# taz.de -- Gefangenenlager bei Mossul: Irak hält 1.400 Frauen und Kinder fest
       
       > Hunderte Angehörige von IS-Kämpfern sind in einem Lager südlich von
       > Mossul gefangen. Viele sollen aus Russland, der Türkei, Zentralasien und
       > Europa kommen.
       
 (IMG) Bild: Mossul war eine der Hochburgen des IS
       
       Mossul rtr | Die irakischen Behörden halten nach Angaben von Insidern rund
       1.400 ausländische Frauen und Kinder von mutmaßlichen IS-Kämpfern in einem
       Lager fest. Derzeit werde versucht, deren Identitäten mit Hilfe der
       mutmaßlichen Heimatländer zu klären, sagte ein Mitarbeiter des irakischen
       Geheimdienstes der Nachrichtenagentur Reuters.
       
       Das Lager stehe südlich der Stadt Mossul, einer ehemaligen Hochburg der
       Extremistenmiliz „Islamischer Staat“ (IS). Reporter sahen hunderte Frauen
       und Kinder in dem Lager auf Matratzen in Zelten sitzen. Dort wurde unter
       anderem türkisch, französisch und russisch gesprochen.
       
       Helfern zufolge kommen viele der Frauen und Kinder nach eigenen Angaben aus
       Russland, der Türkei und Zentralasien, aber auch aus europäischen Ländern.

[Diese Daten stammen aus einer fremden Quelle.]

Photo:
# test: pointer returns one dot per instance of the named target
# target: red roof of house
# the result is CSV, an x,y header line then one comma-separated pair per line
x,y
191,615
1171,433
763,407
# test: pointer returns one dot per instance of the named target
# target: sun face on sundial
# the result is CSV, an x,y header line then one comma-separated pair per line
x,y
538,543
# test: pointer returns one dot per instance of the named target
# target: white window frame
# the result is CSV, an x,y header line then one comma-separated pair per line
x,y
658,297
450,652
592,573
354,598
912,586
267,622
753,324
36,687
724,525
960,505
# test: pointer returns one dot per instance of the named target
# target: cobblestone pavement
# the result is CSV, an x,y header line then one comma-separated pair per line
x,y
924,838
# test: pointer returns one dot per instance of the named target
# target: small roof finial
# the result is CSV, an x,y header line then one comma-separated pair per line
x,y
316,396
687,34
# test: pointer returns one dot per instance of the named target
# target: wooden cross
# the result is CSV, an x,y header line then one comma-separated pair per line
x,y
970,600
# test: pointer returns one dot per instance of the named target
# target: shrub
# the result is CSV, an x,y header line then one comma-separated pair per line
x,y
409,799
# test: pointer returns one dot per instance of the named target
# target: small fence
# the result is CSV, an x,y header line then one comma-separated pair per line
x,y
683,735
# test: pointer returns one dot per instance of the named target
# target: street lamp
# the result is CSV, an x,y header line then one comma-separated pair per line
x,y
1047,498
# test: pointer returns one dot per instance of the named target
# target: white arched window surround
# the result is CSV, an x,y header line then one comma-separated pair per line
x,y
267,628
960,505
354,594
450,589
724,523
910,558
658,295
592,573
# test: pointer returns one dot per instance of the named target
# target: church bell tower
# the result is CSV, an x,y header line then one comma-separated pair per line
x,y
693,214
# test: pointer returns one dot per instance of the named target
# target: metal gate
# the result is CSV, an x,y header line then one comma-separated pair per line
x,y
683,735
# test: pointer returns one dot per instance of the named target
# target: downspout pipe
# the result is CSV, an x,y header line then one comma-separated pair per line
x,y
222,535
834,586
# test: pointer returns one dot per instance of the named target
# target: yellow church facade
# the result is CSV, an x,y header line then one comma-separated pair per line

       Die meisten von ihnen hätten sich gemeinsam mit ihren Männern in der Stadt
       Tal Afar den kurdischen Peshmerga ergeben.
       
       Die Peshmerga hätten dann die Frauen und Kinder an irakische Kräfte
       übergeben. Die Männer hingegen, die für Kämpfer des IS gehalten wurden,
       seien von den Peshmerga inhaftiert worden. Peshmerga und die irakische
       Armee hatten Tal Afar Ende August vom IS zurück erobert.
       
       ## Was hat Bagdad mit den Gefangenen vor?
       
       Dem Mitarbeiter des irakischen Geheimdienstes zufolge wird derzeit mit den
       Botschaften über eine Rückkehr der Frauen und Kinder in ihre mutmaßlichen
       Heimatländer verhandelt. Die meisten hätten aber keine Original-Papiere bei
       sich.
       
       Aus den Reihen westlicher Länder waren zuletzt Bedenken geäußert worden
       gegen eine Rückkehr von radikalisierten Kämpfern und ihren Familien nach
       dem Sturz einiger IS-Hochburgen. Aus Frankreich hatte es im August
       geheißen, man sei dafür, dass Erwachsene, denen Verbindungen zum IS
       vorgeworfen würden, im Irak vor Gericht gestellt würden.
       
       Zwei Frauen in dem Camp, mit denen Reporter sprechen konnten, gaben an, sie
       seien von ihren Männern mit in den Irak gebracht worden, als diese sich dem
       IS angeschlossen hätten. Eine der Frauen sagte, sie sei von ihrem Mann über
       dessen wahre Absichten getäuscht worden.
       
       Die Frauen und Kinder dürfen das Lager derzeit nicht verlassen. Der
       Norwegische Flüchtlingsrat (NRC), eine humanitäre Hilfsorganisation,
       forderte, der Irak müsse nun schnell klarmachen, was er mit den Frauen und
       Kindern vorhabe. Gegenwärtig seien sie dort faktisch Gefangene. Sie hätten
       aber Anspruch auf Schutz, Hilfe und Information.